Ein Vokabeltrainer ohne Vokabeln bringt nichts. Unter „Neue Vokabel“ findest du ein Formular, mit dem man neue Vokabeln eingeben kann. Hat ein Wort ein Synonym, so wird die zweite Bedeutung über den Link „Synonym hinzufügen“ eingegeben. So kann vokker ideal mit der Zweitbedeutung umgehen.
Links unten kannn man auswählen, welcher Lektion die neue Vokabel zugeordnet wird. Rechts unten kann angegeben werden, wie oft bzw. ob überhaupt die Vokabel direkt nach der Eingabe eingeprägt werden soll. Möchte man ein Wort noch mit einem Hinweis versehen, so setzt man diesen in runde Klammern. Bei der Abfrage wird dieser Hinweis ignoriert.
Vokabeln selber eingeben ist zwar auch schon ein Lerneffekt, macht aber nicht immer Spaß. Deshalb können im Bereich „Lektionen-Pool“ Vokabeln unter den vokker-Benutzern getauscht werden. Gerade bei gemeinsamen Kursen oder Schulklassen ist das sinnvoll.

Zunächst kann zwischen drei verschiedenen Lernmethoden gewählt werden. Über „Optionen einblenden“ kann man das Lernen individuell anpassen. So kann man zum Beispiel nur die Lektionen aktivieren, die man gerade lernen will.
Sind die Vokabeln noch ganz „frisch“, bietet sich die Einübung an. Dort können auf spielerische Weise Vokabeln zugeordnet werden; dabei kann man auch kombinieren und raten. Die Einübung ist eine Art Spielwiese – Fehler werden nicht gezählt, die Vokabeln bleiben in ihrer Stufe und die Statistik wird nicht aktualisiert.

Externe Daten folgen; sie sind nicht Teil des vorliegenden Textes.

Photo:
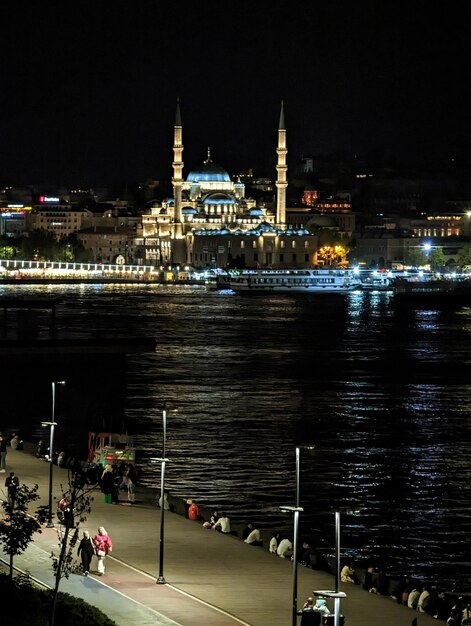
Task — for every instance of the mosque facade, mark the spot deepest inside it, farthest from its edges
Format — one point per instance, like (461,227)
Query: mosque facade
(210,222)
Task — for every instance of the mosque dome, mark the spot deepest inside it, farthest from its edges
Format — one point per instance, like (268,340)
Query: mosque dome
(209,172)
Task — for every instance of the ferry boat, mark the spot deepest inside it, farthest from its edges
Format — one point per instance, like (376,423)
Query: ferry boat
(377,281)
(106,448)
(314,281)
(446,290)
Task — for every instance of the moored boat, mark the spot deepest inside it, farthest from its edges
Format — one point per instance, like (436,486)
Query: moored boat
(105,448)
(314,281)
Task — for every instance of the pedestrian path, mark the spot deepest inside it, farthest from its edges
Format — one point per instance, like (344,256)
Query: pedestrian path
(212,579)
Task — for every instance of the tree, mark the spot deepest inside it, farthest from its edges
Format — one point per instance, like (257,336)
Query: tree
(79,505)
(437,258)
(18,527)
(415,257)
(464,256)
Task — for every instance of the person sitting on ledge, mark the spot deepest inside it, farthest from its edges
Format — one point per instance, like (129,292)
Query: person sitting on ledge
(274,543)
(247,530)
(223,524)
(254,537)
(285,548)
(194,512)
(346,574)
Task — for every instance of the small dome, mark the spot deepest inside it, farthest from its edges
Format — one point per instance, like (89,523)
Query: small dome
(209,172)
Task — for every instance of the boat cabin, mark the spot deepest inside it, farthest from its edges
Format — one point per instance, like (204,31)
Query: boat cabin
(110,448)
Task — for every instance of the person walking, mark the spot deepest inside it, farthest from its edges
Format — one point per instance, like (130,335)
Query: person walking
(166,504)
(12,484)
(3,454)
(223,524)
(85,551)
(103,546)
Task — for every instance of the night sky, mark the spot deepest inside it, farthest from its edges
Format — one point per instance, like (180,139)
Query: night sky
(89,89)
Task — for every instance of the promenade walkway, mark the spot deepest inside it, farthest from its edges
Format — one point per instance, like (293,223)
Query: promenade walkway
(212,579)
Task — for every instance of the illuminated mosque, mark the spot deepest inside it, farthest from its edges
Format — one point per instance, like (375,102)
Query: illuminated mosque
(210,223)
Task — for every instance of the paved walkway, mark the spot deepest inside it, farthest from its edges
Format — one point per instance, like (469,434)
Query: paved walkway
(212,579)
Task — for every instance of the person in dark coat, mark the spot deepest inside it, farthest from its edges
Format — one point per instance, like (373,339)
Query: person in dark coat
(310,615)
(12,484)
(85,551)
(107,484)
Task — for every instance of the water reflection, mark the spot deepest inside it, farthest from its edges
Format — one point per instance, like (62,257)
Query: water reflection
(383,393)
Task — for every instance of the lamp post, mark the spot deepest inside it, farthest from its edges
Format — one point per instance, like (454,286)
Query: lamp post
(337,562)
(161,578)
(296,510)
(51,425)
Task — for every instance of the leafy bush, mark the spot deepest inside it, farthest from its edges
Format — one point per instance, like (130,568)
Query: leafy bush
(29,606)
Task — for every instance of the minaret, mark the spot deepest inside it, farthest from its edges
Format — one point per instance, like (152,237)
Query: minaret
(281,169)
(177,165)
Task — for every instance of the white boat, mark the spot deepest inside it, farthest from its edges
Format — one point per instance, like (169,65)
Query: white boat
(111,448)
(318,281)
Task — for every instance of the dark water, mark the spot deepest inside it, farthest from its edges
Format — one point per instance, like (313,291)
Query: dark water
(382,392)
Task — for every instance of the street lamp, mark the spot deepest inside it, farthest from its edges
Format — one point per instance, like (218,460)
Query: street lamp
(161,578)
(296,510)
(51,425)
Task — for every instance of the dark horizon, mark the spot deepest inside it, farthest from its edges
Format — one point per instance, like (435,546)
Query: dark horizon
(90,97)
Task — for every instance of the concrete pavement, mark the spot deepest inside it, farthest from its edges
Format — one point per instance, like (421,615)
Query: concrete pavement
(212,579)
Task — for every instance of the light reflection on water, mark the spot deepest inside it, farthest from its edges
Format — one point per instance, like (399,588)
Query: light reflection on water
(383,393)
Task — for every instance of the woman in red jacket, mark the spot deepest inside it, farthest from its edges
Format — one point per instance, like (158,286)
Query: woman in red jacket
(103,546)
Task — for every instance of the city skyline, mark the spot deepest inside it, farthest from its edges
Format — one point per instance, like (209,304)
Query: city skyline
(90,97)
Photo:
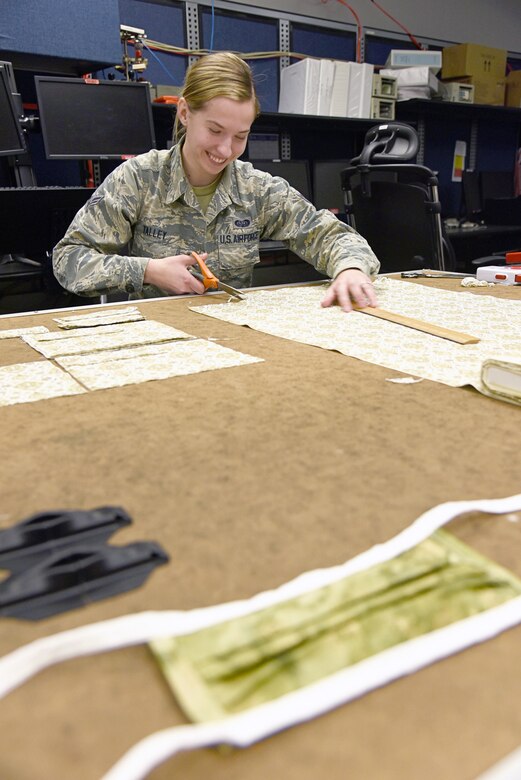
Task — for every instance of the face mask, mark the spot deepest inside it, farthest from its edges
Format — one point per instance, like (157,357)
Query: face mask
(251,660)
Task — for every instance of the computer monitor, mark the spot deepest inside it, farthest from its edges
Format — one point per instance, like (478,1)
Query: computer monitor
(12,140)
(327,185)
(34,219)
(296,172)
(94,119)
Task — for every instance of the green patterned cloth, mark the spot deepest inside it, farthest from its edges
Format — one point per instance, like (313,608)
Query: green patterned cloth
(247,661)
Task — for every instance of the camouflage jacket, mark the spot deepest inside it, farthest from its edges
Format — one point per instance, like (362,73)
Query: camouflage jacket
(146,208)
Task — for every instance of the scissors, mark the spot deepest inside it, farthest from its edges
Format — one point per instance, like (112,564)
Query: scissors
(211,282)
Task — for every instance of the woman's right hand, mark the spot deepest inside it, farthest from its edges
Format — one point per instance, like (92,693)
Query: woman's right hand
(171,274)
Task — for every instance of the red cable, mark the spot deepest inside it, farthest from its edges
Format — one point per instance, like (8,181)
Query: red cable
(359,30)
(411,36)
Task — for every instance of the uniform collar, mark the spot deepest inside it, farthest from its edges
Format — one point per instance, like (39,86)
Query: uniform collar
(227,191)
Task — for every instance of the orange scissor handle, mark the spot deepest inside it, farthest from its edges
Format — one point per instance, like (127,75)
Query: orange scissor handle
(209,280)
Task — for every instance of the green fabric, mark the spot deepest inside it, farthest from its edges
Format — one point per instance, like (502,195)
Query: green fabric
(253,659)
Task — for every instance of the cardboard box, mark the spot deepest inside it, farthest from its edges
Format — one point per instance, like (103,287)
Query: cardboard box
(513,95)
(488,90)
(472,59)
(456,92)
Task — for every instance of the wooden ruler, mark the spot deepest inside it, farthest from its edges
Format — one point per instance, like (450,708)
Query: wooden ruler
(426,327)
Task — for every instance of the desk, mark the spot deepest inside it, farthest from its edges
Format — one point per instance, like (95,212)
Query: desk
(248,477)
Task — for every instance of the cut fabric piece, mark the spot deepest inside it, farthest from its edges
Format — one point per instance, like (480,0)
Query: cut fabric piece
(15,332)
(245,662)
(24,382)
(98,338)
(101,317)
(117,367)
(296,314)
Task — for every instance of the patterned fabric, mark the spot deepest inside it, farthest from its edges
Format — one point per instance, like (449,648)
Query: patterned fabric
(15,332)
(101,317)
(146,208)
(296,314)
(117,367)
(247,661)
(24,382)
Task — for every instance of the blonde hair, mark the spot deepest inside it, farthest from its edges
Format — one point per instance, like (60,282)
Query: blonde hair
(221,74)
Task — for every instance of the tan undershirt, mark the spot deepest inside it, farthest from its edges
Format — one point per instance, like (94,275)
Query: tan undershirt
(205,194)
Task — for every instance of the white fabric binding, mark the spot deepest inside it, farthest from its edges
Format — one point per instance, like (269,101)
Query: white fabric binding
(257,723)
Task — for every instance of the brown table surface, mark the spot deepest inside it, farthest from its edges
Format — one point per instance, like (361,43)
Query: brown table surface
(248,477)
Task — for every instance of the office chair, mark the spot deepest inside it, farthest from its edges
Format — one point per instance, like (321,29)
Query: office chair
(394,204)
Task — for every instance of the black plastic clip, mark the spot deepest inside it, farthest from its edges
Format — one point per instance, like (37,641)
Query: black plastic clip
(33,539)
(77,576)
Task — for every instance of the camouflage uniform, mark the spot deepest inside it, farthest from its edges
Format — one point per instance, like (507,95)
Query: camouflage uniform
(146,208)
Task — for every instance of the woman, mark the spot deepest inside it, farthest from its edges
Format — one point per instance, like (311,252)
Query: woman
(161,205)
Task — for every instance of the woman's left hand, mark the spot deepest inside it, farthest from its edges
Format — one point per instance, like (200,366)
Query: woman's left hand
(351,288)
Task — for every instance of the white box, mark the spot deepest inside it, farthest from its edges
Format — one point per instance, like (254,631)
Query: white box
(381,108)
(411,58)
(385,86)
(325,86)
(413,77)
(360,89)
(299,87)
(340,89)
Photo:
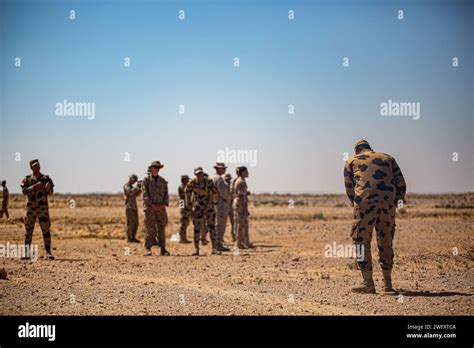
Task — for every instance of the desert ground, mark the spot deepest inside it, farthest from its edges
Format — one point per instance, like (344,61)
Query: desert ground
(96,272)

Diese Lernmethode entspricht dem Lernen mit einem Karteikasten. Hier erscheint zuerst die Vorderseite des Karteikärtchens zu der man sich die Übersetzung überlegt. Mit dem Drücken der Pfeiltaste erscheint die Lösung. Anschließend kann entschieden werden, ob man die Übersetzung gewusst hat oder nicht. Nach dem Karteikarten-Prinzip erreichen gewusste Vokabeln die nächste Stufe, nicht gewusste Übersetzungen sorgen dafür, dass die Vokabel wieder in die erste Stufe kommt. Die Vokabel bleibt unverändert, wenn einfach die Pfeiltaste nach rechts gedrückt wird. Die Steuerung kann nicht nur mit der Maus, sondern auch mit den Pfeiltasten der Tastatur übernommen werden.
Bei der Abfrage werden die Vokabeln dann „richtig“ gelernt und per Texteingabe abgefragt. Bei Vokabeln aus den ersten beiden Lernstufen erscheint eine Hilfestellung, sobald man mit der Maus über ein orange hinterlegtes Fragezeichen fährt. Bei der Überprüfung versucht vokker zu ermitteln, ob Eingaben richtig oder falsch sind. Nach dem Karteikarten-Prinzip erreichen richtige Vokabeln die nächste Stufe, falsche Eingaben sorgen dafür, dass die Vokabel wieder in die erste Stufe kommt. Die Entscheidungen von vokker können manuell noch geändert werden, dazu erscheinen rechts entsprechende Texte.
Falls ein Wort gefragt ist, das mehrere Bedeutungen hat, können die Synonyme mit einem Komma (,) voneinander getrennt werden. Die Reihenfolge spielt dann keine Rolle mehr.